Our study has several limitations. The assay was designed to detect only variants within exon 3–13 excluding the gene promoter region, the first non-coding exon, and exon 2. Additionally, the assay was also assessed in a limited number of geographical areas and known variants, using venous blood samples, so further investigation of other populations and sampling types, such as dried blood spots, is warranted. Nevertheless, the application of this standardized assay in larger populations has significant potential to enhance our understanding of G6PD genetic variants in P. vivax-endemic regions, including association of different variants with enzyme deficiency and associated haemolytic risk in patients treated with primaquine or tafenoquine. The assays will also generate valuable insights into G6PD mutations in both coding and non-coding regions of the gene, improving our understanding of genotype-phenotype correlations and their implications for the diagnostics of G6PD deficiency.

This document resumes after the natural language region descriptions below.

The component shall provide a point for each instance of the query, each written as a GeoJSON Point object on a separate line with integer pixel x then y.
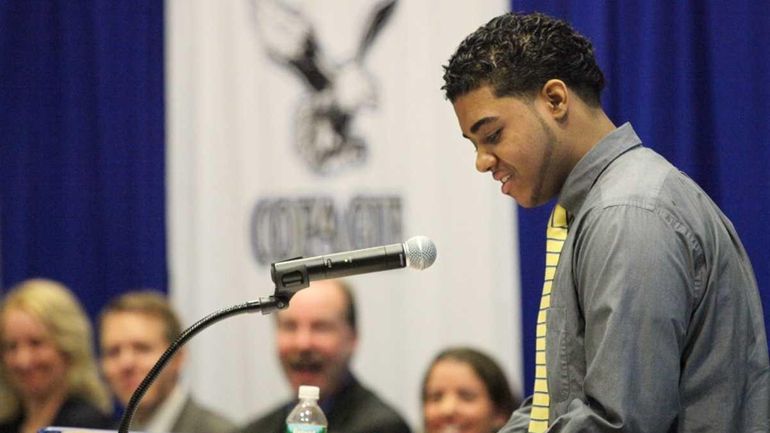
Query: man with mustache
{"type": "Point", "coordinates": [135, 330]}
{"type": "Point", "coordinates": [316, 338]}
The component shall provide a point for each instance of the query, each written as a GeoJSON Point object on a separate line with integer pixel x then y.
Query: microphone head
{"type": "Point", "coordinates": [420, 252]}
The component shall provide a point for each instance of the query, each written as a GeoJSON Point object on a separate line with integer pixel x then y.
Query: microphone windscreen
{"type": "Point", "coordinates": [420, 252]}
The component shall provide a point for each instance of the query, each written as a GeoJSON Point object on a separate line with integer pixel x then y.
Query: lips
{"type": "Point", "coordinates": [505, 187]}
{"type": "Point", "coordinates": [306, 362]}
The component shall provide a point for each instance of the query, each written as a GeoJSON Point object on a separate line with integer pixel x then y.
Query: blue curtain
{"type": "Point", "coordinates": [82, 145]}
{"type": "Point", "coordinates": [693, 77]}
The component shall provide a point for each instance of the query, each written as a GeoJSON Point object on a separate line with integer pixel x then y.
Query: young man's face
{"type": "Point", "coordinates": [315, 341]}
{"type": "Point", "coordinates": [131, 343]}
{"type": "Point", "coordinates": [515, 142]}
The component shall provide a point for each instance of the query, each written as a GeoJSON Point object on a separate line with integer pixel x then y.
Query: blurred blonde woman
{"type": "Point", "coordinates": [48, 373]}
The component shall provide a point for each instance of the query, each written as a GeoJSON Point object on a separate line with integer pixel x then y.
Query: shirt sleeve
{"type": "Point", "coordinates": [633, 273]}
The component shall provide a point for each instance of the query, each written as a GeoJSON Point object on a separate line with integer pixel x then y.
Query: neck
{"type": "Point", "coordinates": [40, 411]}
{"type": "Point", "coordinates": [591, 125]}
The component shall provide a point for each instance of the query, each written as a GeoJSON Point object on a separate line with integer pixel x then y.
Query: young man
{"type": "Point", "coordinates": [316, 338]}
{"type": "Point", "coordinates": [651, 319]}
{"type": "Point", "coordinates": [135, 330]}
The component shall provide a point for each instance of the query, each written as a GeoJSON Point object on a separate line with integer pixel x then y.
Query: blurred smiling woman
{"type": "Point", "coordinates": [48, 373]}
{"type": "Point", "coordinates": [465, 391]}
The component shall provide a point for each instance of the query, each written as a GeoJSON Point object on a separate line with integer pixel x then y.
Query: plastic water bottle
{"type": "Point", "coordinates": [307, 416]}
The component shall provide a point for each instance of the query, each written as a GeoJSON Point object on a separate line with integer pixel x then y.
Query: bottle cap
{"type": "Point", "coordinates": [307, 391]}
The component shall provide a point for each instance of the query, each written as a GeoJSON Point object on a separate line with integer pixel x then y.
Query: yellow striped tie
{"type": "Point", "coordinates": [556, 234]}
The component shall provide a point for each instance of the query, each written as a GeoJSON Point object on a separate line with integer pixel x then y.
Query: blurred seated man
{"type": "Point", "coordinates": [316, 338]}
{"type": "Point", "coordinates": [135, 329]}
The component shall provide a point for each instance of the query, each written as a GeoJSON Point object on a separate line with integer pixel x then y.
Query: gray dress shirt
{"type": "Point", "coordinates": [656, 322]}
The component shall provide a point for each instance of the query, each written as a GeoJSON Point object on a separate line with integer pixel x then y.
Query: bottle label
{"type": "Point", "coordinates": [305, 428]}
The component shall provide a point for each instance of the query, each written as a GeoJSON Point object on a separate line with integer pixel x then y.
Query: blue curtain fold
{"type": "Point", "coordinates": [82, 196]}
{"type": "Point", "coordinates": [693, 77]}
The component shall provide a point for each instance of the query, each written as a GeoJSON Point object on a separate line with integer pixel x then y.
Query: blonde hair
{"type": "Point", "coordinates": [60, 312]}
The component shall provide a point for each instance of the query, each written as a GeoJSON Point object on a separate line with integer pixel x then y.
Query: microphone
{"type": "Point", "coordinates": [292, 275]}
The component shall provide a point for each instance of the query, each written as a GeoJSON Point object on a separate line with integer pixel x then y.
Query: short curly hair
{"type": "Point", "coordinates": [516, 54]}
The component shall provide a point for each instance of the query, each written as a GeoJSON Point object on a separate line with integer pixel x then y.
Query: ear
{"type": "Point", "coordinates": [556, 96]}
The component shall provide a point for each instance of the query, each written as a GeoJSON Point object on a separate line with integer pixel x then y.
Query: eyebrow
{"type": "Point", "coordinates": [481, 122]}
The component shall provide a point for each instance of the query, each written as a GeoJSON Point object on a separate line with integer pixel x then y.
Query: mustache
{"type": "Point", "coordinates": [305, 361]}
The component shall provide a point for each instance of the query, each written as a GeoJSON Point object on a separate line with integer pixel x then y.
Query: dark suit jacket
{"type": "Point", "coordinates": [195, 418]}
{"type": "Point", "coordinates": [355, 409]}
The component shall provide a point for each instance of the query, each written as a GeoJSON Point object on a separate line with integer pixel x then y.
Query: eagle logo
{"type": "Point", "coordinates": [334, 91]}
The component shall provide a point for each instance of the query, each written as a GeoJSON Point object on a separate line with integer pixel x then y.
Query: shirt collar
{"type": "Point", "coordinates": [592, 165]}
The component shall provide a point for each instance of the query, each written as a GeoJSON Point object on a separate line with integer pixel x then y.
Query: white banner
{"type": "Point", "coordinates": [308, 127]}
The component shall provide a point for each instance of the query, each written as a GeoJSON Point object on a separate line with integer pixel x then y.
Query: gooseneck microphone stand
{"type": "Point", "coordinates": [265, 305]}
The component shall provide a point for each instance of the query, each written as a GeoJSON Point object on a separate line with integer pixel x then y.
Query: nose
{"type": "Point", "coordinates": [485, 161]}
{"type": "Point", "coordinates": [21, 357]}
{"type": "Point", "coordinates": [303, 339]}
{"type": "Point", "coordinates": [448, 405]}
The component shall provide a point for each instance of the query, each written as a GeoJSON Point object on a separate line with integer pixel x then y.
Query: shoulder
{"type": "Point", "coordinates": [362, 411]}
{"type": "Point", "coordinates": [204, 418]}
{"type": "Point", "coordinates": [269, 422]}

In terms of cost-effectiveness, MinION sequencing offers a far more economical approach for sequencing G6PD gene than traditional Sanger sequencing given 96 samples per flow cells are run at a time, emphasizing its suitability for large-scale studies. Additionally, MinION significantly reduced turnaround time, with results delivered within 2–3 days, whereas Sanger sequencing can take weeks depending on the sequencing provider’s location.

Conclusions

The choice of sequencing technology for gene analysis can significantly impact both the financial and logistical aspects of a study, especially when dealing with large sample sizes. We present a novel long-amplicon sequencing assay that reliably detected G6PD mutations in exons 3–13 in Asian populations from Cambodia, Afghanistan, Vietnam and China. Our results demonstrate that MinION sequencing is a cost-effective and time-saving alternative to Sanger sequencing. Additionally, this study highlights the reliability of MinION sequencing, making it a recommended choice for G6PD genotyping in large-scale studies such as cross-sectional surveys and clinical trials. These advantages are particularly valuable in resource-limited settings, where efficiency and affordability are essential.